From this point they started asking me what I knew about zombisim, and the conversation shifted.
But here's the half-baked thought that's been rising in my mind since this exchange. I have a feeling that if I'd shared about some esoteric belief from the Vedas, or about some mystical Nirvana experience, it would have got a better hearing than the credal belief in the Second Coming (even the Mayan calendar and Haitian Voodoo got more respect than the resurrection of the dead). And as I wondered about this, it struck me that the Vedas, the Mayan calendar, Nirvana, voodoo-- these things are all mysterious, mystical kinds of knowledge that are the special domain of the spiritual elite, kept hidden from public scrutiny. Unlike the public proclamation of the Gospel, they're spiritual secrets whispered in select ears.
And if someone's out to ridicule the faith convictions of others, these convictions are hard to ridicule because they aren't public. They're shrouded in an ambiguity that silences derision. But in the Gospel, God went public with his hidden wisdom. In the open scandal of the cross, he told the secret of his love for the creation to anyone who'd listen. He exposed it to public scrutiny.
And public ridicule.
Now this is not a typical, evangelical, "why's everybody always pickin' on me" pity-party. And I'm fully aware that there are non-Christian religious groups that our culture ridicules, some precisely because they are highly secretive; and I'm aware, too, that there was a lot of secrecy around communion and baptism in the early church, and the surrounding culture ridiculed them mercilessly for it. So my theory can't be pushed too far.
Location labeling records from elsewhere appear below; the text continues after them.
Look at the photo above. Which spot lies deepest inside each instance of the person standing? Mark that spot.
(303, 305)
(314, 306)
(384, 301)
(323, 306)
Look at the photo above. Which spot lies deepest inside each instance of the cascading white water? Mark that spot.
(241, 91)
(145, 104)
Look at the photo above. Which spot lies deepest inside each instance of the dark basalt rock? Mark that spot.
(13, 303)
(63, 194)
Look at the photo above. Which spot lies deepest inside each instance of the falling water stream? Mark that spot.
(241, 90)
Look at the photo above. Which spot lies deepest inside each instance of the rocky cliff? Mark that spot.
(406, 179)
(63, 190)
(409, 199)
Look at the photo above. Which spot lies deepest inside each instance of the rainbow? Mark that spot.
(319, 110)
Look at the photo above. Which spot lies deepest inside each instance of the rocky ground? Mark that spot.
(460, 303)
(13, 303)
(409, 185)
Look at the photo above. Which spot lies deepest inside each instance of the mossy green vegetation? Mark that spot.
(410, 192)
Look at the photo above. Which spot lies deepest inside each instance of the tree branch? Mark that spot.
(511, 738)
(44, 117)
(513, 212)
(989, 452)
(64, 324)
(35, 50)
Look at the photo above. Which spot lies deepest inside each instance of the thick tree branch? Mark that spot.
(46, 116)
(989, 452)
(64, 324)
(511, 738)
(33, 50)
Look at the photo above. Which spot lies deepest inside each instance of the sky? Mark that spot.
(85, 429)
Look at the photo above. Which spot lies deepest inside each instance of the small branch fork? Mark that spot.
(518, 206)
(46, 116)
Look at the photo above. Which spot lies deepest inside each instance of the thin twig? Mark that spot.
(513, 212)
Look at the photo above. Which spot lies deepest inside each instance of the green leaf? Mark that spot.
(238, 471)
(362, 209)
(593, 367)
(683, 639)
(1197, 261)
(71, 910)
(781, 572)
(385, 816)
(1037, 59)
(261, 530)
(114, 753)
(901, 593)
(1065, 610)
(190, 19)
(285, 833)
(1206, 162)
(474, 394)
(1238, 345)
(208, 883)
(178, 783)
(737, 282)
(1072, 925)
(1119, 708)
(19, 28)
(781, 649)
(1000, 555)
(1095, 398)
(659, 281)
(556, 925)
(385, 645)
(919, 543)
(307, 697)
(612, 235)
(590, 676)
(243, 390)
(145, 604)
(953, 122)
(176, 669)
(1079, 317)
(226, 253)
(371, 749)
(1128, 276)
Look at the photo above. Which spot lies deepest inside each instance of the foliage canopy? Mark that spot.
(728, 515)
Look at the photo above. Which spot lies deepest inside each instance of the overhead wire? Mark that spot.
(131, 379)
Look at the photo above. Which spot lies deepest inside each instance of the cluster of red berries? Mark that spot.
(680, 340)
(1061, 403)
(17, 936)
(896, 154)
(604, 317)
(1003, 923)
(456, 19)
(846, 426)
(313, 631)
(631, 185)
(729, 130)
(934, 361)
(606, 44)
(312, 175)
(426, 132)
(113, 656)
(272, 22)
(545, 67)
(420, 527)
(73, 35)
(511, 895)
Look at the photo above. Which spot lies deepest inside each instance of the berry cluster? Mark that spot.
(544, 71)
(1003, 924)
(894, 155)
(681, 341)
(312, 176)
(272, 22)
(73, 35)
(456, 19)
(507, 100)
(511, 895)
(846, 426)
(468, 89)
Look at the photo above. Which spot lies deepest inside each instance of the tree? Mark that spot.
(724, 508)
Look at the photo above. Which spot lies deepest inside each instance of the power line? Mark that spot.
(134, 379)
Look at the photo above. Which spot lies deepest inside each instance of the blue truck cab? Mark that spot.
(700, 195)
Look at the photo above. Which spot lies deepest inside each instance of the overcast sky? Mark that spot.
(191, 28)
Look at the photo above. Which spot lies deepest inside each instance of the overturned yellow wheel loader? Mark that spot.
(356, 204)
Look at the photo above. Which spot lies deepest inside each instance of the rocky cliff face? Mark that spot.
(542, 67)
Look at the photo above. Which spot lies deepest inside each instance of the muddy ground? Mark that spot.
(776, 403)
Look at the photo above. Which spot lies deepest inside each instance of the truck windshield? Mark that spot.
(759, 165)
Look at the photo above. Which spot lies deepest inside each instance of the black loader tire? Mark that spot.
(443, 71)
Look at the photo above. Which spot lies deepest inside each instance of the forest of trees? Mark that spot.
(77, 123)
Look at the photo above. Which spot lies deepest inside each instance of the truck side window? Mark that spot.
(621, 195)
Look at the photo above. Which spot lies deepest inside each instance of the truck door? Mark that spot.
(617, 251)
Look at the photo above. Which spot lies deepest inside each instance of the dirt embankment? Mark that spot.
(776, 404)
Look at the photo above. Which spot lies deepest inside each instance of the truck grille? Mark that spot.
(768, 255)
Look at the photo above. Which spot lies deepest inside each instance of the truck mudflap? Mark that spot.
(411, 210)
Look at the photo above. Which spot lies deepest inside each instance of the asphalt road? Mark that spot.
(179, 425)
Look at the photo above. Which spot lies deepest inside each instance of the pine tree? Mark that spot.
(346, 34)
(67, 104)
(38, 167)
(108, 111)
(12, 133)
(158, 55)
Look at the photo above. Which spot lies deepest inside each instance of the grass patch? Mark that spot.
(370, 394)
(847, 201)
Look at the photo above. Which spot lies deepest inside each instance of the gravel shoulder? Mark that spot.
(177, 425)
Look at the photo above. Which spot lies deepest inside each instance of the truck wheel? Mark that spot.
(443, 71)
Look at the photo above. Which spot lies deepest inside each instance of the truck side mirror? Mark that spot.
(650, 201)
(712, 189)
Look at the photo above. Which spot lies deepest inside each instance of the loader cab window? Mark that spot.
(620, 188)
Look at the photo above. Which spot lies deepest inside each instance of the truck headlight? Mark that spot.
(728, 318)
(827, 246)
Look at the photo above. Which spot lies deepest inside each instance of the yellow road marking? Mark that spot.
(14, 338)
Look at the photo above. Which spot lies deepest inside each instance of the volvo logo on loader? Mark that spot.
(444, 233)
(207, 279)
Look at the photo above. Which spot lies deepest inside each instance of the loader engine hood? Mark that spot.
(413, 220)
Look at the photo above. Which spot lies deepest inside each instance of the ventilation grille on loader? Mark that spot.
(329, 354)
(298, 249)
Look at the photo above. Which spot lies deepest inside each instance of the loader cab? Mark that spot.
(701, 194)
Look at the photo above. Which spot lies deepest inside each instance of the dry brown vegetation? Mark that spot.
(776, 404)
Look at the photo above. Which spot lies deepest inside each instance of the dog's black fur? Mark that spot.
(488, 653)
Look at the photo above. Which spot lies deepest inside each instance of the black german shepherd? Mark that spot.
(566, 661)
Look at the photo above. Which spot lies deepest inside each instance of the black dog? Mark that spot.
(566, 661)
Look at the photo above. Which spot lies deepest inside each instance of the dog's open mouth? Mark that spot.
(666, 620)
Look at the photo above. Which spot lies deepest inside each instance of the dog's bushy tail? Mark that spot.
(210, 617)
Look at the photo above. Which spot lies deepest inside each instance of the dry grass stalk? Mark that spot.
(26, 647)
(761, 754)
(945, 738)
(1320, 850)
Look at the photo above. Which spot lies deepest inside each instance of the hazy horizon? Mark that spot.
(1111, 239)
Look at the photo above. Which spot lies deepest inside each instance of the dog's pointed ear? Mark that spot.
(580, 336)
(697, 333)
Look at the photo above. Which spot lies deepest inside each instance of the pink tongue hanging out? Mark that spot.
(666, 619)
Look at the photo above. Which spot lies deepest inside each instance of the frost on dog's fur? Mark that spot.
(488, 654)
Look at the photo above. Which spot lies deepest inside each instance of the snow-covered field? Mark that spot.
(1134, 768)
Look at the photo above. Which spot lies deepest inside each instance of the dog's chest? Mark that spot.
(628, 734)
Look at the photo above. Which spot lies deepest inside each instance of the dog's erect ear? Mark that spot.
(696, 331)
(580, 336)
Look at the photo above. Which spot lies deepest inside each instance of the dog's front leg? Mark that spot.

But still. I wonder if being open to scrutiny to the point of ridicule isn't fundamental to Christian faith. Because there has always been something scandalously public about following Jesus. The spiritual secrets he whispered in our ears he asks us to shout from the roof tops, in a way that makes us almost spiritually immodest next to the secrecy of many other systems of belief. Perhaps when we can humbly open ourselves this kind of scrutiny (and its attendant ridicule) without defensiveness or sanctimony, we will have really learned what it means to be followers of a crucified Lord.